Countries calling for Russia to be banned from next year's Winter Olympic Games in Pyeongchang have exceeded their authority, the head of a key State Duma Committee claimed today.
A total of 17 countries who are members of the Institute of National Anti-Doping Organisations (iNADO), led by the United States and Britain, last week demanded that Russia be barred from Pyeongchang 2018 following allegations in the McLaren Report of "institutionalised doping" involving the country's Government.
The International Olympic Committee (IOC) and World Anti-Doping Agency (WADA) President Sir Craig Reedie condemned the statement.
Sir Craig accused the group of looking "backwards rather than forwards".
Today, however, iNADO announced that a further 11 National Anti-Doping Organisations (NADOs) had come forward to support their call originally made following a meeting in Denver.
The latest countries include Spain and Switzerland.
An update from iNADO made it clear that the "Denver Statement" targets the Russian Olympic Committee.
"The Russian Olympic Committee was at best negligently oblivious to the corruption of its anti-doping programme ('delivered' by RUSADA)," iNADO said in the statement published on their Facebook page, referring to the Russian Anti-Doping Agency.
"At worse it was complicit, or even an active player, in the corruption.
"Many, many clean athletes were hurt by this, including Russians.
"FOR THIS GROSS MISCONDUCT THERE MUST BE CONSEQUENCES.
"This is the point NADO leaders reiterated."

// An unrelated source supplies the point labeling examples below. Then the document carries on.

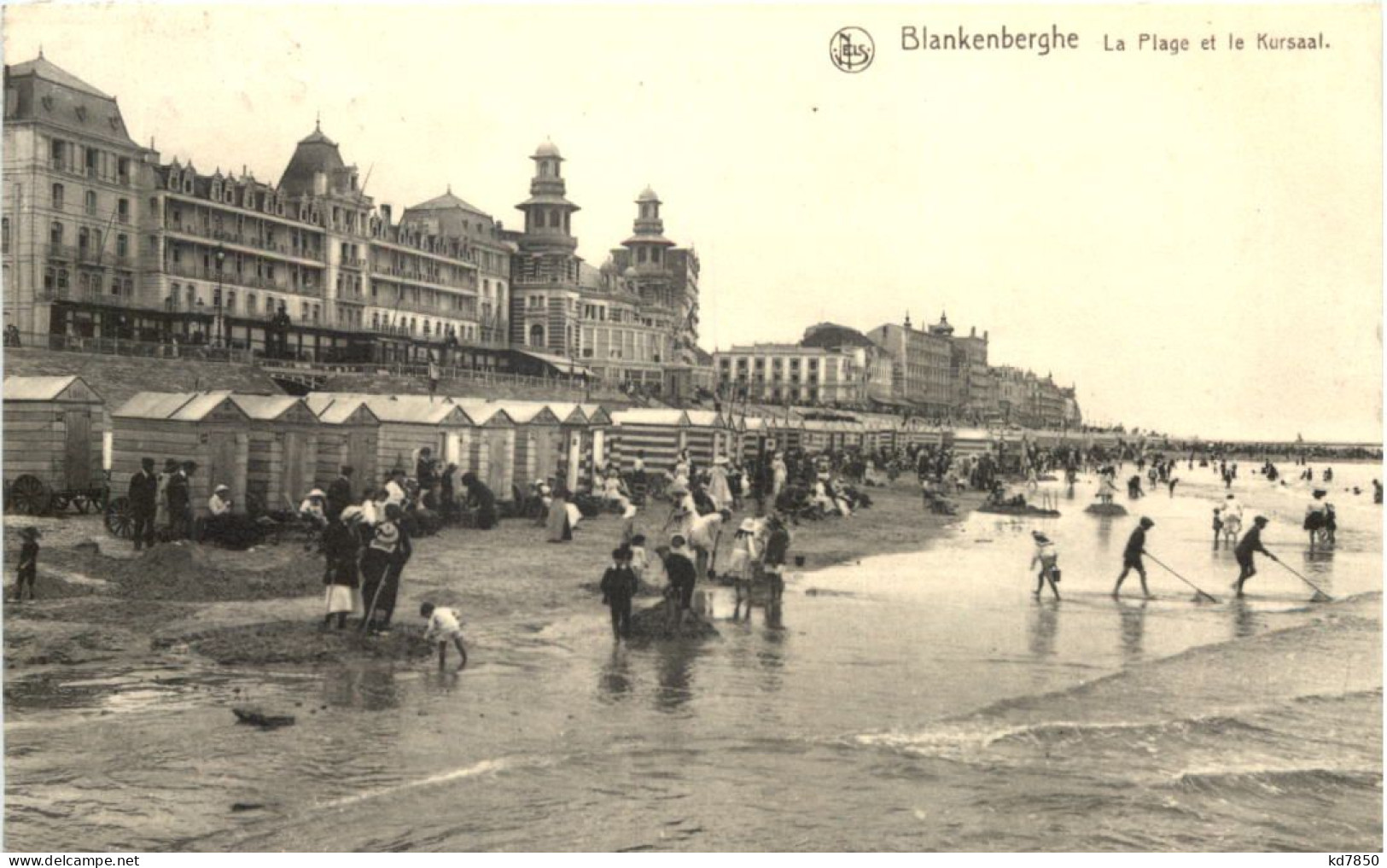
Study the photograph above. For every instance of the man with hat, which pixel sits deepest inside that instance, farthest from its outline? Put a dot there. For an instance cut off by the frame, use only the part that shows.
(680, 570)
(28, 570)
(777, 552)
(144, 490)
(1047, 559)
(1132, 557)
(339, 492)
(743, 555)
(181, 501)
(1243, 554)
(162, 519)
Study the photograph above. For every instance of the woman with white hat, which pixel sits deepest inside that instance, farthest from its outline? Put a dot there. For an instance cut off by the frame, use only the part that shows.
(717, 487)
(745, 552)
(340, 546)
(1047, 557)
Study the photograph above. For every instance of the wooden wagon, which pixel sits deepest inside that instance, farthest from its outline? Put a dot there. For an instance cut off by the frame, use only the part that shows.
(53, 446)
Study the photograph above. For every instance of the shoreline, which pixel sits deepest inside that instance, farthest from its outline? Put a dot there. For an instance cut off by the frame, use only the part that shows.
(102, 605)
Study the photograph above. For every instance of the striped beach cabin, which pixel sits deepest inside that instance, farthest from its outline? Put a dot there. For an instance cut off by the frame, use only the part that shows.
(539, 446)
(282, 457)
(658, 434)
(347, 434)
(204, 428)
(488, 448)
(408, 424)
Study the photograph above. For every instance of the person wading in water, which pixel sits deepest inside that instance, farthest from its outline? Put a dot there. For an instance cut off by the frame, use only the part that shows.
(1132, 557)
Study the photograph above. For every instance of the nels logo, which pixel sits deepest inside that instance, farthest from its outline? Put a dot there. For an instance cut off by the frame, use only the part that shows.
(852, 49)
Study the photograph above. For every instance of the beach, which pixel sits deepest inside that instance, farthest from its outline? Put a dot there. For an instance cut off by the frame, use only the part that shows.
(907, 695)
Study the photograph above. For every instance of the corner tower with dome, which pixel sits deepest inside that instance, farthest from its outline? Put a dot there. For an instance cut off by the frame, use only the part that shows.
(632, 321)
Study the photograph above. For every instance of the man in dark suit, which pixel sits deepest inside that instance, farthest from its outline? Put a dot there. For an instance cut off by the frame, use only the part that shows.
(339, 494)
(181, 501)
(144, 504)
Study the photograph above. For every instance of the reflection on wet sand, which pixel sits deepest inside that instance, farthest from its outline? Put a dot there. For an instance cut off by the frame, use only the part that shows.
(615, 683)
(370, 688)
(1132, 628)
(674, 663)
(1043, 624)
(1246, 621)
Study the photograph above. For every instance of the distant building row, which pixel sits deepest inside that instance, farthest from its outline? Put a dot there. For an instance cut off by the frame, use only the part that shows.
(103, 239)
(925, 370)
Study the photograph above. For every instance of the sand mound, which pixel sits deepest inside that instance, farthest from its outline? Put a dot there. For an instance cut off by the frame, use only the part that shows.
(652, 624)
(190, 572)
(300, 643)
(1005, 510)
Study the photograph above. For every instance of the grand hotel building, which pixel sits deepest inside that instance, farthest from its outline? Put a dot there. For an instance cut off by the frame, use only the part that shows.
(103, 239)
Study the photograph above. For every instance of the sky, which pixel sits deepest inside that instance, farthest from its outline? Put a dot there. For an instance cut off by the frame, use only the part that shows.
(1193, 240)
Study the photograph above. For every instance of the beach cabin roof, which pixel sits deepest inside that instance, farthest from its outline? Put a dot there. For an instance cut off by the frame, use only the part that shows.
(182, 406)
(527, 412)
(705, 419)
(650, 417)
(486, 415)
(50, 388)
(569, 413)
(275, 408)
(597, 413)
(340, 410)
(399, 410)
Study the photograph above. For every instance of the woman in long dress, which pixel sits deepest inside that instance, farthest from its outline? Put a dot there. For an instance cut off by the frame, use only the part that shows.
(341, 548)
(717, 487)
(558, 524)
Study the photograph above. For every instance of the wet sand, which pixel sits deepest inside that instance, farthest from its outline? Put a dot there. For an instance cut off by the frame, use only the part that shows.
(914, 701)
(99, 601)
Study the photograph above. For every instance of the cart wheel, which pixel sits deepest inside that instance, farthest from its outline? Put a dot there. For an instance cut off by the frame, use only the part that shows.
(119, 517)
(29, 495)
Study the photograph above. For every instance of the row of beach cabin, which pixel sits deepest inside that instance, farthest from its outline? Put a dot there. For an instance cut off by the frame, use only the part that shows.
(273, 448)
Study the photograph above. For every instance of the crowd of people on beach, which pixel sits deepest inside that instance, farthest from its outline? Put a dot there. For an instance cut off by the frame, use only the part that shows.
(366, 537)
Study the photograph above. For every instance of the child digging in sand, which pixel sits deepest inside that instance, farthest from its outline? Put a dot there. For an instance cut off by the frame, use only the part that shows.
(444, 627)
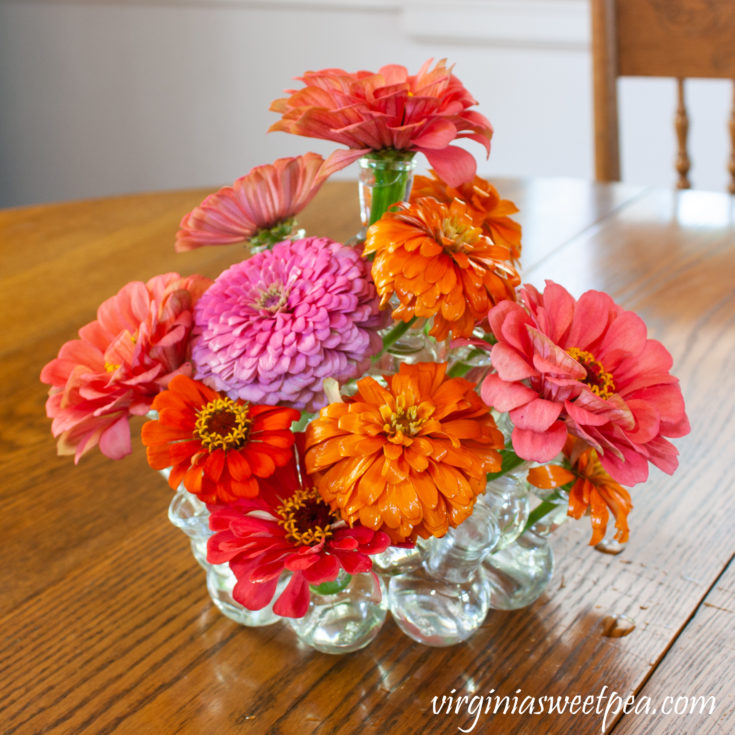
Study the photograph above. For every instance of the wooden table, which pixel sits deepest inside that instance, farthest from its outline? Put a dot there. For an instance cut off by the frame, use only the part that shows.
(106, 623)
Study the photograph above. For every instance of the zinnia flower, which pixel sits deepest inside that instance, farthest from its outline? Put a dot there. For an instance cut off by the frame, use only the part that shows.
(592, 489)
(439, 264)
(219, 448)
(410, 458)
(389, 110)
(484, 205)
(272, 328)
(260, 204)
(585, 367)
(138, 342)
(287, 530)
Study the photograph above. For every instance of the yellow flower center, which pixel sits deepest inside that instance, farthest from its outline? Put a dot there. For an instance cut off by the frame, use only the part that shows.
(223, 424)
(404, 421)
(598, 380)
(306, 518)
(457, 235)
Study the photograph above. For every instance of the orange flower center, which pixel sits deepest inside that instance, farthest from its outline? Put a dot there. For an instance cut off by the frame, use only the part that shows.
(599, 381)
(273, 298)
(457, 236)
(590, 467)
(405, 421)
(306, 518)
(223, 424)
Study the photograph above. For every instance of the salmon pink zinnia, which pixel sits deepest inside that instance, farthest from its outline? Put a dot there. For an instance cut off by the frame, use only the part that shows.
(219, 448)
(389, 111)
(265, 199)
(273, 327)
(137, 344)
(586, 367)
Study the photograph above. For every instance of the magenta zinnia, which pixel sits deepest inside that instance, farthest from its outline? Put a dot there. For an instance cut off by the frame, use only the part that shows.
(389, 111)
(137, 344)
(272, 328)
(266, 199)
(287, 530)
(586, 367)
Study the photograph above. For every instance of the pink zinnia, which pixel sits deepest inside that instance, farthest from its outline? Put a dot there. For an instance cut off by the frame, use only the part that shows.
(390, 110)
(273, 327)
(138, 342)
(266, 198)
(287, 529)
(584, 366)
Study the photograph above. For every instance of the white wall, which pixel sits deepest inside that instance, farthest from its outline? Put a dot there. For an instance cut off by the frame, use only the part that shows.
(100, 97)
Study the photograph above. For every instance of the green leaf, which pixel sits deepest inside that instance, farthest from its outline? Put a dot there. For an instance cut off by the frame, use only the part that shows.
(331, 588)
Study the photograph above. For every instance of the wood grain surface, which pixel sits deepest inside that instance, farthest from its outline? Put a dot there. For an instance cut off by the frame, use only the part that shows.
(105, 619)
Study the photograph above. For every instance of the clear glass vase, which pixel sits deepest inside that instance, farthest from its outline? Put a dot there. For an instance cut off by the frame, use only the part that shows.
(346, 620)
(446, 599)
(518, 572)
(265, 239)
(386, 177)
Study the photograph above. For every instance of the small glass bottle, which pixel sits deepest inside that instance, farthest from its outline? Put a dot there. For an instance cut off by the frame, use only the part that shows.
(446, 600)
(344, 620)
(519, 572)
(220, 583)
(190, 515)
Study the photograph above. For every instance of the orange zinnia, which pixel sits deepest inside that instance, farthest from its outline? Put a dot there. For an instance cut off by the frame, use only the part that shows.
(486, 207)
(439, 264)
(593, 489)
(219, 448)
(408, 459)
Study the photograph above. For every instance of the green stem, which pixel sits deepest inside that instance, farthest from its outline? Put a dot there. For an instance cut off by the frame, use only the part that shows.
(331, 588)
(543, 509)
(393, 336)
(390, 183)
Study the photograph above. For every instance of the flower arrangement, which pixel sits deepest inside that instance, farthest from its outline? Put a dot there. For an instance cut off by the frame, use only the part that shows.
(288, 412)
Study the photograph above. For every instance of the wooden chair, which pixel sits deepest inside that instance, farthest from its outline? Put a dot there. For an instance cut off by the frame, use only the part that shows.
(658, 38)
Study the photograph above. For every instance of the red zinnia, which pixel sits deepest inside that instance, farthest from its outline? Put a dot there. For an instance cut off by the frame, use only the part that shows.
(288, 528)
(219, 448)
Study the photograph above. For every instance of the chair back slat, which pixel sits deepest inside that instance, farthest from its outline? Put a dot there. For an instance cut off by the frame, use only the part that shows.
(681, 124)
(676, 38)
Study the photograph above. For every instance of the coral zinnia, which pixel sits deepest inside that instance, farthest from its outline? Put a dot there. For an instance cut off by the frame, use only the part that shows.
(593, 488)
(138, 342)
(585, 367)
(287, 529)
(484, 204)
(272, 328)
(264, 200)
(439, 264)
(389, 110)
(219, 448)
(410, 458)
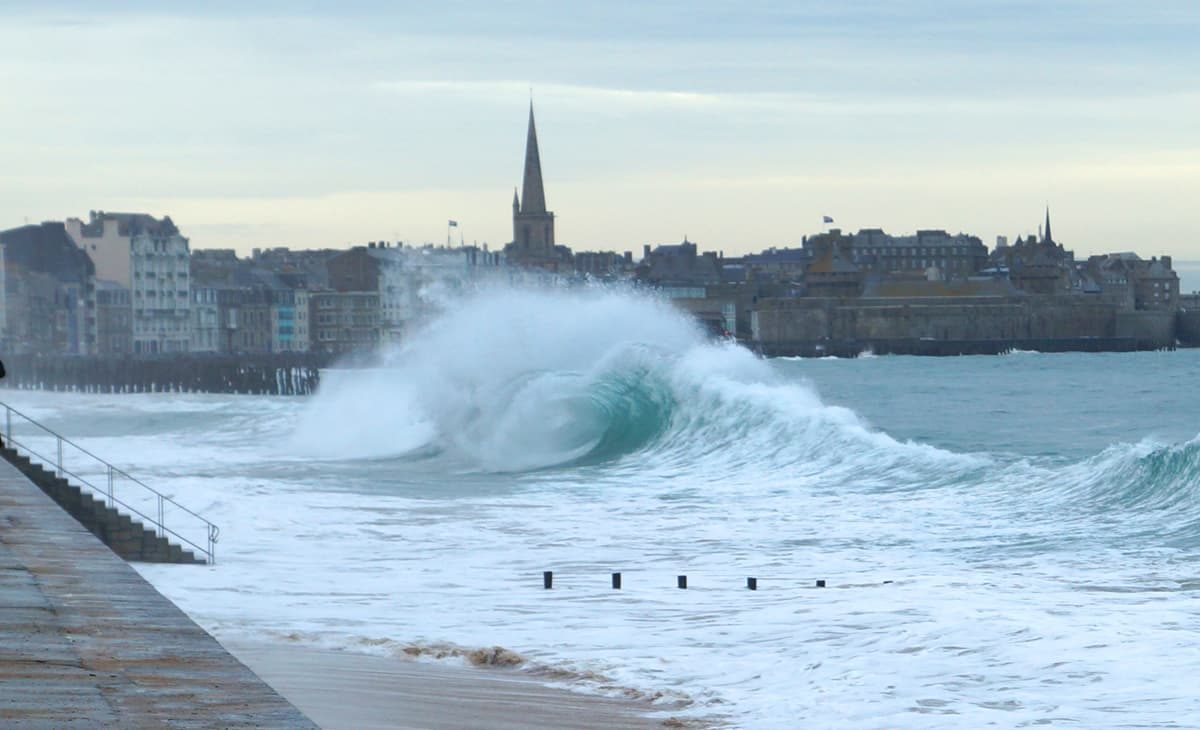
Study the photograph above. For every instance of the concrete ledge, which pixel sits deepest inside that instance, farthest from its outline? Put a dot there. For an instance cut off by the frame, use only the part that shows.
(87, 642)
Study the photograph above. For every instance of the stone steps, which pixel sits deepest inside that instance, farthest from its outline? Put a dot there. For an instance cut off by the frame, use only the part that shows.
(123, 534)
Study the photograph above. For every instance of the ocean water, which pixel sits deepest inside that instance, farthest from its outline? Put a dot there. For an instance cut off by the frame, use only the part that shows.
(1007, 542)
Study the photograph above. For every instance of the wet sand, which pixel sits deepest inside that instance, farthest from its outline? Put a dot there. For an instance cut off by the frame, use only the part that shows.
(347, 690)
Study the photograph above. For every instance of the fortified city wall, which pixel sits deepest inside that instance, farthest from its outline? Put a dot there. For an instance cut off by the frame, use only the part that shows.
(779, 323)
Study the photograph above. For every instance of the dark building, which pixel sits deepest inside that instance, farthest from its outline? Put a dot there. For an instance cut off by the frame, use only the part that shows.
(678, 267)
(1037, 267)
(953, 256)
(49, 292)
(833, 271)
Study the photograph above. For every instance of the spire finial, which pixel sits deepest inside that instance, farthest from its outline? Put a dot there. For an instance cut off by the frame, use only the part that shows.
(533, 195)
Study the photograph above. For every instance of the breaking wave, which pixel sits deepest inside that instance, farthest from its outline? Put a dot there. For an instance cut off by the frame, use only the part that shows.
(525, 380)
(513, 381)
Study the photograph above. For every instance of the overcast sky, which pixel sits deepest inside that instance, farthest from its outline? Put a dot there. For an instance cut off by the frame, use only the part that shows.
(737, 124)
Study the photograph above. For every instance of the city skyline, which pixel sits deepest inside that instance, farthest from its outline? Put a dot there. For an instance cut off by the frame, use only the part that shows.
(267, 127)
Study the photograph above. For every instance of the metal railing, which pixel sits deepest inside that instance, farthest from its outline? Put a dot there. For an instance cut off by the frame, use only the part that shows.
(148, 500)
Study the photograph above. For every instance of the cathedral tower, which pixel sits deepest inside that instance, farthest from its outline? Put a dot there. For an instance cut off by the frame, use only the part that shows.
(533, 226)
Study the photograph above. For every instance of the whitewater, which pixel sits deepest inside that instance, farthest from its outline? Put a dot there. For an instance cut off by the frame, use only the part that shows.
(1007, 542)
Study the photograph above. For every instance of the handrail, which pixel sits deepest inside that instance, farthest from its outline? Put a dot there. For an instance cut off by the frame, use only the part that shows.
(211, 531)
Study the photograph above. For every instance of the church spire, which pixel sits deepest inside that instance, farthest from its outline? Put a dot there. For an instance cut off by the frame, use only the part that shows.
(533, 196)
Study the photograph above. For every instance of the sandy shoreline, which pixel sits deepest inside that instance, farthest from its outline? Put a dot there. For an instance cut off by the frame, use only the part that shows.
(348, 690)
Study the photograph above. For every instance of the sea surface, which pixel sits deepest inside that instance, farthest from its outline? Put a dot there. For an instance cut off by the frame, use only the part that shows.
(1007, 540)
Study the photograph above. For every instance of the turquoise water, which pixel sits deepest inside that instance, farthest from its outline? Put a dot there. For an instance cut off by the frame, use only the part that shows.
(1008, 540)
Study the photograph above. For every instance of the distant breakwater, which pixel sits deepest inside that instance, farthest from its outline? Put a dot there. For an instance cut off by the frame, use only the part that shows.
(267, 374)
(853, 348)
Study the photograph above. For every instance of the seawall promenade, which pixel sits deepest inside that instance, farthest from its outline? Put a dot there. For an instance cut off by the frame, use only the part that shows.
(87, 642)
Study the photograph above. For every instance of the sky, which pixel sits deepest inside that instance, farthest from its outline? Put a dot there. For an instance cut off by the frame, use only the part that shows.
(736, 124)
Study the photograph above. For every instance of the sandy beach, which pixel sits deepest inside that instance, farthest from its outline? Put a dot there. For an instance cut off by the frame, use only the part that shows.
(358, 692)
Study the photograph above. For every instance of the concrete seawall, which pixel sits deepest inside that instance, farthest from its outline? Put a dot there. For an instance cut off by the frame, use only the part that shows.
(87, 642)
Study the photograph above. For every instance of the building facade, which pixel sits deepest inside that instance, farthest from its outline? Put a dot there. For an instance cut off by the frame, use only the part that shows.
(161, 292)
(114, 319)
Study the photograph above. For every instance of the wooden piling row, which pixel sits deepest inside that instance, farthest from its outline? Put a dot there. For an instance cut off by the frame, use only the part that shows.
(268, 374)
(547, 581)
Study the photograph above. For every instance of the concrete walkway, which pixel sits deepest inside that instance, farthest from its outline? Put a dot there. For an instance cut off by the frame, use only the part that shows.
(87, 642)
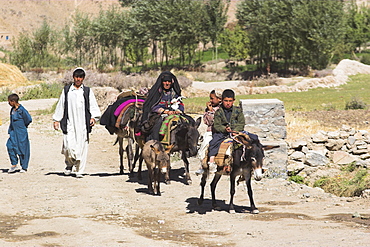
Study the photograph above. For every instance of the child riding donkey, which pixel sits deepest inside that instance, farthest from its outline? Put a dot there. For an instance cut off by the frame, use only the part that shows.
(228, 121)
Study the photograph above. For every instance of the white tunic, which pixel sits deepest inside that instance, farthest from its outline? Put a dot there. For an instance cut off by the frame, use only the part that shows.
(75, 141)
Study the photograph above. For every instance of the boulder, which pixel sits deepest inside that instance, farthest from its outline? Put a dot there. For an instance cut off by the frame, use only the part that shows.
(342, 158)
(316, 159)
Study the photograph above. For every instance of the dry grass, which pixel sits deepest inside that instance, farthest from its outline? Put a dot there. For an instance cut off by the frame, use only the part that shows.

The statement from iNADO urged the IOC to follow the action taken already by the International Association of Athletics (IAAF) and International Paralympic Committee (IPC).
"The IAAF has punished its Russian NF with exclusion," their statement said.
"The IPC has punished its Russian NPC with exclusion. WADA has punished the Russian NADO under your jurisdiction with exclusion.
"Some Russian athletes were excluded pre-Rio (because of the actions of some other International Federations).
"But there have been no such consequences to the Russian Olympic Committee now over a year after McLaren’s initial report.
"It is to remind the sport movement and governments of this blatant and troubling omission that the NADO leaders continue to speak out.
"Exclusion is the clear and an appropriate consequence in the appalling circumstances already revealed."
Mikhail Degtyarev, chairman of the State Duma Committee on Physical Culture, Sport, Tourism and Youth Affairs, dismissed the latest statement from iNADO.
"These are attempts to exert pressure on Russia and the International Olympic Committee, this is unfair competition," Degtyarev told Russia's official news agency TASS.
"I’m sure that athletes whose anti-doping agencies try to exert pressure on Russia by non-sporting methods would not support this.
"Everyone acknowledges that without Russian athletes sport cannot be full-fledged in principle.
"So, we should turn a blind eye to this, these national anti-doping agencies go beyond their authority."